Smith College prides itself not only for the many talented Smithies that grace its campus, but also for the inclusive environment that provides support for the diverse number of students and their unique backgrounds. Students at Smith College are aware of the importance in respecting and honoring the different perspectives and lifestyles their fellow peers. With this context in mind, it makes it all the more essential for Her Campus Smith to take part in this dialogue, especially because of the female-specific pronoun that appears in the title of this very website. So, pull up a chair. Let's talk about gender identities, pronouns, and how the name Her Campus is only problematic if you let it be.

Smith College hosts a myriad of students, each with their own distinct background and sense of self. This is not only limited to religious beliefs, race, or socioeconomic status, but also gender. It is a fairly common practice at Smith College to ask someone, upon meeting them for the first time, what pronouns they use. Do they identify with "she/her" pronouns? Or perhaps this person prefers "they/their" pronouns. Maybe this Smithie does not identify as "female." Perhaps you are a student, who goes by "he/him" pronouns.

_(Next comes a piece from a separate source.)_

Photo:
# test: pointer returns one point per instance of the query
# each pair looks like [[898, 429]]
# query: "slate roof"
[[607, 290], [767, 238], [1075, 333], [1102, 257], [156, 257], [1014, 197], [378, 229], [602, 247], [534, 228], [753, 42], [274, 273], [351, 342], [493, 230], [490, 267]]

The Smithies who choose to use a distinct set of pronouns or who do not want to place themselves on the gender binary are a valued group on campus who contribute their various voices on the impact on gender both in and outside the classroom.  However, what happens when Smith students decide to write for a website called Her Campus? And what happens when Smith has its own personalized chapter of the website, Her Campus Smith? Are voices excluded? Will the articles and posts prove relevant for only one specific type of Smithie? For those involved in Her Campus Smith, such questions are important as we continue writing and spreading our name throughout campus. So, here's an answer that should clarify any lingering doubts or confusion: No. 

 Her Campus Smith does not exclusively represent Smithies who identify as female.  In no way are we attempting to prevent submissions from Smithies who are trans* and/or students who don't identify with "she/her" pronouns. While we can't change the website name, we can change any potential preconceptions of exclusion the name might hint at for some. Let the record show: despite the gendered website name, Her Campus Smith is devoted to writing pieces that are of value to all Smithies. This is especially relevant in distinguishing as Smith has yet to take a firm stance on the admissions policy for students who do not identify as female. Even on campus, trans* students often receive different treatment from faculty, peers, and the Smith administration itself, especially with policies regarding hosting overnights for perspective students. Fortunately, students of Smith take it upon themselves to continue fostering a supportive climate where dialogue and discussion about these matters can continue, while also pressing the school administration to make it safer for trans* students.